Scientists worldwide are searching for potential COVID-19 vaccines, but they’re far from easy to make, and would normally take years to become available. Professor Colin Pouton unravels the challenges of finding a swift answer.
As COVID-19 restrictions ease, medical scientists across the globe are searching for potential vaccines against the deadly virus. Experts agree that dangerous respiratory illnesses – and, potentially, future pandemics – are likely. Vaccines are complex to make, with most taking 10 to 15 years and three phases of testing to enter the market.
Here, we ask Professor Colin Pouton from Monash University’s Faculty of Pharmacy and Pharmaceutical Sciences about the virus itself, and the challenges of quickly finding a vaccine.
A serious global pandemic of a new virus – while deadly serious – must be fascinating for research pharmacists. What’s captured your attention most about COVID-19?

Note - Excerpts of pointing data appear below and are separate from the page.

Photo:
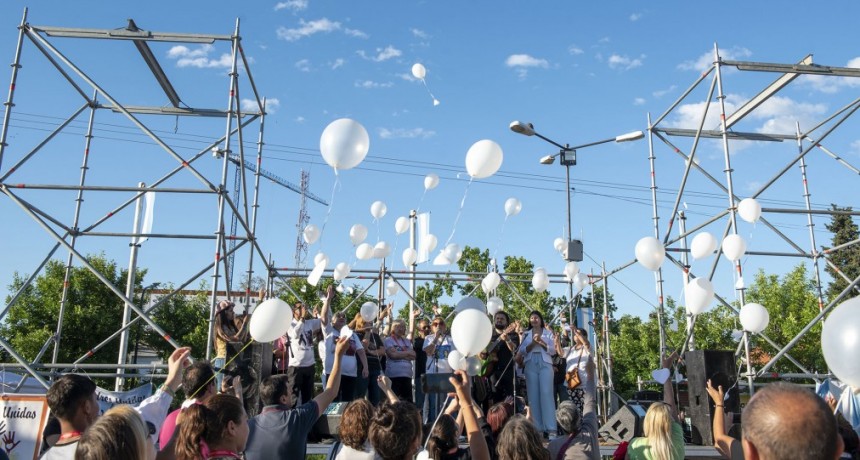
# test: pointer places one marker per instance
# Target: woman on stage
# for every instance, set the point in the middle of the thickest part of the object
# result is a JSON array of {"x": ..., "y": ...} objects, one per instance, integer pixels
[{"x": 537, "y": 349}]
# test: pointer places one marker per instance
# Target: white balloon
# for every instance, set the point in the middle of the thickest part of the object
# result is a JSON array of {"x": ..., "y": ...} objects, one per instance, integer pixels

COVID-19 illustrates how viral infections caused by closely related viruses can have very different characteristics. The COVID-19 virus (SARS-CoV-2) has a similar structure to the SARS coronavirus, but COVID-19 presents very different problems. SARS-CoV-2 is much more contagious, but isn’t as life-threatening. SARS was contained because it was easy to identify infected patients, and the risk of catching SARS was low.
Many people experience mild symptoms when they catch COVID-19, so we have very little idea how many people have been exposed to the virus. Until we start testing large numbers of people, irrespective of whether they’ve experienced COVID-19 symptoms, we will not know the scale of the problem we’re facing. Some reports suggest the actual number of infections may be 20 times higher than the published figures. That would be good – we would be further down the path to “herd immunity”.
Human trials have already started on some potential vaccines. Can you talk us through what’s been happening since March?
There’ll be several different approaches to vaccination in human safety trials by the end of June. The announcements are coming thick and fast. The consensus is that all approaches are worthy of investigation at this stage. Most programs will probably progress to small efficacy studies if they have sufficient funding.
What’s not clear at present is how large a phase III efficacy study will be required. This is why there are so many conflicting opinions on how long it will take. The desire to find a vaccine quickly will encourage some fast-track approaches with the agreement of regulatory agencies
What’s your faculty doing, specifically, around developing a vaccine?
We think mRNA vaccination is the most promising way to respond quickly to an outbreak such as COVID-19. Over the past few years, we’ve been working on mRNA delivery for both vaccination and therapeutic applications, so it was natural for us to make some candidate COVID-19 vaccines.
There are three or four well-funded international programs making use of mRNA technology, one of which was the first vaccine to enter clinical trials, a US program involving Moderna Inc and NIAID (part of NIH).
These programs are unlikely to publish the details of what they’re doing. So, our immediate interests are to investigate how to optimise the design of the mRNA molecule and the design of the delivery systems. We’re testing our vaccine candidates at present. We’d be very interested to take an Australian mRNA vaccine forward into the clinic, but this will depend on funding.
What is mRNA technology? Is it a new class of drug? What’s new about it?
Yes – mRNA is effectively a new class of drug, and as yet there are no products approved for human use. It’s likely that a COVID-19 vaccine will be the first mRNA product. Messenger RNA (mRNA) molecules encode for production of proteins. They’re produced from DNA in the cell nucleus, and are exported into the cell cytoplasm, where they take part in the process called “translation” – that is, the code is used to guide production of a specific protein.
One of the interesting aspects of COVID-19 is that it’s so contagious that it should be much quicker to set up test and control groups and establish efficacy.
When we inject an mRNA vaccine, the mRNA gains access to cells, and is then translated to produce a viral protein, or part of a viral protein. In the case of COVID-19, we’ll deliver an mRNA molecule that encodes for production of the SARS-CoV-2 spike protein, or a fragment of the spike protein. The hope is that this will allow our immune systems to raise antibodies against the spike protein that will neutralise the virus and prevent infection.
There’s already been reports the virus has mutated. Does using this mRNA technology mean you respond to changes quickly – and swifter than other research teams?
The mutations we’re hearing about are small changes that aren’t causing significant changes to the activity of the virus. RNA viruses typically mutate regularly, but the COVID-19 virus, as with other coronaviruses, is relatively stable – which is a good thing in relation to developing a vaccine.
Large changes that occur and change the properties of the virus – such as SARS to SARS-CoV-2 – are much rarer events and usually involve substantial change in the viral genome, such as acquisition of a piece of RNA from another virus. When a large change occurs, it usually implies the need for a completely new vaccine and – yes – mRNA technology would be a great way to respond quickly.
We think it’s important that Australia develops capability and capacity in mRNA technology. This would allow us to respond rapidly to the next viral challenge. This would be particularly important if it happens to be a local event in our region of the world.